La concurrence existe donc aujourd'hui sur les réseaux français, notamment à cause de la sanction du conseil de la concurrence et il est probable que les marges des exploitants aient baissé. Le risque existe que cette concurrence soit éphémère. L'opacité des coûts d'exploitation entretenue par les opérateurs qui ne veulent pas dévoiler leur savoir faire, participe à la demande des autorités organisatrices de faire baisser les coûts et peut être de trop les faire baisser ?

D'autres pistes ont été émises pour stimuler la concurrence et faire baisser les coûts d'exploitation, l'allotissement des réseaux a notamment été proposée par Christian Phillip.

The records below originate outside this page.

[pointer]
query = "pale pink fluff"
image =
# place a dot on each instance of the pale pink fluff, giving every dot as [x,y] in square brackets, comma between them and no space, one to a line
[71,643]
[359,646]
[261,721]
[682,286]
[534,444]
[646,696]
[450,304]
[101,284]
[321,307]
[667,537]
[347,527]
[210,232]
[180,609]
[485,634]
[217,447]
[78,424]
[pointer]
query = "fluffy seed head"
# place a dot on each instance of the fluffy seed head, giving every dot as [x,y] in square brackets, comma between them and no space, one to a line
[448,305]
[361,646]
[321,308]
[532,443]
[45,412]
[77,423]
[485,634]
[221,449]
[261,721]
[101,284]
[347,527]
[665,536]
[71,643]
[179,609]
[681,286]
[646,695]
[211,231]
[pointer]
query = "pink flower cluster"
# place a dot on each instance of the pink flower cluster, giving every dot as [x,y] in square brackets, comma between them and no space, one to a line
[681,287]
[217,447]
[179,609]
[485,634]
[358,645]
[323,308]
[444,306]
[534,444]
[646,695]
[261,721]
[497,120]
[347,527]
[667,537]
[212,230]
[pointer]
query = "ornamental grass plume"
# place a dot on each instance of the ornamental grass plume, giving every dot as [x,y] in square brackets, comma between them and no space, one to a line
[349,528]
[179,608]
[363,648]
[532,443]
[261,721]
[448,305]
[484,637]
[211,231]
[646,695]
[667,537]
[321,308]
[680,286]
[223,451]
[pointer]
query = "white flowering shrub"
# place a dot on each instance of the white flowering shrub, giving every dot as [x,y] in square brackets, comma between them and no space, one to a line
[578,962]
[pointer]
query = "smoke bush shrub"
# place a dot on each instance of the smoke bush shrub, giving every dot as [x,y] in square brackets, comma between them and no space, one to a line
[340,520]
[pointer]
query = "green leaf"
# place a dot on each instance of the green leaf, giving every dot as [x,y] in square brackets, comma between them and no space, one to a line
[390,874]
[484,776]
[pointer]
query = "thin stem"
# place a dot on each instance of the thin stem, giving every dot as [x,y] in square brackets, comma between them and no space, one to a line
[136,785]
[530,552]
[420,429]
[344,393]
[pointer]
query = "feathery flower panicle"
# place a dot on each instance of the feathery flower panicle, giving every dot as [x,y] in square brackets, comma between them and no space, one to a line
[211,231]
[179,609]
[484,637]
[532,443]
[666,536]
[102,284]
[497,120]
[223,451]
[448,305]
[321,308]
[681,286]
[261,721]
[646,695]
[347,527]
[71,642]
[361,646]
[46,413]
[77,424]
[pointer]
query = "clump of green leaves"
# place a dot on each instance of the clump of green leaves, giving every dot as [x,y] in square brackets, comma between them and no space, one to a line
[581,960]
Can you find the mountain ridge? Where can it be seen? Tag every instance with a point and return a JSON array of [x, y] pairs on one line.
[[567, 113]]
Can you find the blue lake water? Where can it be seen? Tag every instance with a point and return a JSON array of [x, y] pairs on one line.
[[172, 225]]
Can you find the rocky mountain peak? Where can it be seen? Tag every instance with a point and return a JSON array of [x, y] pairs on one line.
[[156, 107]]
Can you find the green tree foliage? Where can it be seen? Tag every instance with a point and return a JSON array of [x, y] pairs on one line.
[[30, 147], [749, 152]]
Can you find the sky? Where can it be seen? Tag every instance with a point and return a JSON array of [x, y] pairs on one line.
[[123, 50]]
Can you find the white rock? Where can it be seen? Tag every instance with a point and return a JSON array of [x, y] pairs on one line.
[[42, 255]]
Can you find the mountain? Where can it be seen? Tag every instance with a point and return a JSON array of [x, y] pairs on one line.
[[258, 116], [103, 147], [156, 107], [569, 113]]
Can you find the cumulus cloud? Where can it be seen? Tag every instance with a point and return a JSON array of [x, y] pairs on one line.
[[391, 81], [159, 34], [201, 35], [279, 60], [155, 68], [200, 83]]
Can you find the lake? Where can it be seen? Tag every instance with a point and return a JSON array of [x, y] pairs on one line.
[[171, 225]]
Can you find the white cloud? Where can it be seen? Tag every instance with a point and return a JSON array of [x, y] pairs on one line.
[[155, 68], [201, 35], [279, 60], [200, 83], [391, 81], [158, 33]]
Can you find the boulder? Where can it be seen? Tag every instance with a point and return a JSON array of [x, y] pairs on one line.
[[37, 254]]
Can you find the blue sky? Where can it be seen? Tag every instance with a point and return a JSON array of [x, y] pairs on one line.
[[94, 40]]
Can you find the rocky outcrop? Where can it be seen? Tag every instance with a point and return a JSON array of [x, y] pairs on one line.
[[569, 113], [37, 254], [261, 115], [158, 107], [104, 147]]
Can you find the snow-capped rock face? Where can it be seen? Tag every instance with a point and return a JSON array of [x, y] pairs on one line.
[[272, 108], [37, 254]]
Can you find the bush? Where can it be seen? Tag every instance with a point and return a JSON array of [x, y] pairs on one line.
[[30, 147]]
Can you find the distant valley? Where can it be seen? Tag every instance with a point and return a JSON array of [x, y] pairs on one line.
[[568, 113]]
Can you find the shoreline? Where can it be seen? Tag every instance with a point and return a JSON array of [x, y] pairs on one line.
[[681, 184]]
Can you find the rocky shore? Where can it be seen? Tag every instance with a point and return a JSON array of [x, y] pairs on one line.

Faut-il envisager des allotissements, permettant de faire des lots moins importants sur lesquels la concurrence pourrait plus jouer, par exemple en séparant l'exploitation des différents modes (métro, tramway, bus), ou par secteurs géographiques, ou par fonctions (maintenance, distribution des titres ...) ?

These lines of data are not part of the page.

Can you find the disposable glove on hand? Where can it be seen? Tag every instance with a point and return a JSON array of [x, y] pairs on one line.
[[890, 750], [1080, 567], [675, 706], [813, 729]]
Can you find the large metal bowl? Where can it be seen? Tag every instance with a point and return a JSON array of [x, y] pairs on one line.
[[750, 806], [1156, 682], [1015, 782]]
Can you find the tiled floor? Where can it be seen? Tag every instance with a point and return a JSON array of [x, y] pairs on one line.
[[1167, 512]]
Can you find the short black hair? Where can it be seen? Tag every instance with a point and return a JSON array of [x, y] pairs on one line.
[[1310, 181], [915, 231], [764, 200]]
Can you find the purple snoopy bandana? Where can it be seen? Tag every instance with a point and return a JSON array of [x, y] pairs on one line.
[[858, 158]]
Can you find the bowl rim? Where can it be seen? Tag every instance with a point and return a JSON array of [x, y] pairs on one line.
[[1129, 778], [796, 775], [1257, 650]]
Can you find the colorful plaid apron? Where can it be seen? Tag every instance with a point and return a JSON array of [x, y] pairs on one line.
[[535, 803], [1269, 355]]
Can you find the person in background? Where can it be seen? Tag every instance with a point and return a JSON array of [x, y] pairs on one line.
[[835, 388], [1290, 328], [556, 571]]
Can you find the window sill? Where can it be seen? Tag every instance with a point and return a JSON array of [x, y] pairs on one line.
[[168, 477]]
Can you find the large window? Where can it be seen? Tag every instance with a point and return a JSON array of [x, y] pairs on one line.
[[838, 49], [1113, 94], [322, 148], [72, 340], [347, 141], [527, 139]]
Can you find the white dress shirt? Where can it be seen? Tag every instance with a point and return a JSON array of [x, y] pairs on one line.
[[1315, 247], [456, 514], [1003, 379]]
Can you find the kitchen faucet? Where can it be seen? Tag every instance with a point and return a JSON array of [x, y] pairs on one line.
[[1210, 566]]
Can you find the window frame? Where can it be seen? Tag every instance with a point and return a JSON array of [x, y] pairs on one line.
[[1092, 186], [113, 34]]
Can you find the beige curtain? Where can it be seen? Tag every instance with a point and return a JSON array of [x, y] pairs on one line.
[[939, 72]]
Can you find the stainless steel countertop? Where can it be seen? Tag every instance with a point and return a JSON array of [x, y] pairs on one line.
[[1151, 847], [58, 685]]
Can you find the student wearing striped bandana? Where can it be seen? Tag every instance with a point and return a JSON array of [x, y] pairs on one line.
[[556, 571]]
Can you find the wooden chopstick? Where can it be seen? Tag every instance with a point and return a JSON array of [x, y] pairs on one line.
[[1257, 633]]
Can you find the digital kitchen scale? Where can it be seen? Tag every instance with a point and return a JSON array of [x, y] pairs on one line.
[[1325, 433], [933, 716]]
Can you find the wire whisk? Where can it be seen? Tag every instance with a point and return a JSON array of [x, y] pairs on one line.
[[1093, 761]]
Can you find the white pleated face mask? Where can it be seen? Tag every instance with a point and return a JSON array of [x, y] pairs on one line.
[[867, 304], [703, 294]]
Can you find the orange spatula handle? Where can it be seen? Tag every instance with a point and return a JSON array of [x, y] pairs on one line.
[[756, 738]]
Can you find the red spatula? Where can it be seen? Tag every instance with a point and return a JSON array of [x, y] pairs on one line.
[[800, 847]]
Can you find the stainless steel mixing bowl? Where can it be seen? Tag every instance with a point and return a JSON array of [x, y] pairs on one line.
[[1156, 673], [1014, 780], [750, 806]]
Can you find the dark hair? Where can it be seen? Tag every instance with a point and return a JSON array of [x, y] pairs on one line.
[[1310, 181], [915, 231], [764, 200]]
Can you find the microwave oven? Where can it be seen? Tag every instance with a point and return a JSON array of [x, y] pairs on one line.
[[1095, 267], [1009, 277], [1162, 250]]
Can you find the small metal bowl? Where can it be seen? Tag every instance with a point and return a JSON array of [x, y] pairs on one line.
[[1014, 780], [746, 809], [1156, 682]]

Nous avons encore peu de recul sur les grands réseaux qui se sont lancés dans des allotissements (Stockholm, Londres, Helsinki, de grandes agglomérations australiennes). Dans un premier temps l'allotissement sur ces réseaux a effectivement permis des baisses importantes des coûts d'exploitation.

Il semble toutefois que ces baisses des coûts d'exploitation ont eu un impact, quelques années plus tard, sur la qualité de service (d'après les premiers éléments de la thèse de B.Puccio du LET).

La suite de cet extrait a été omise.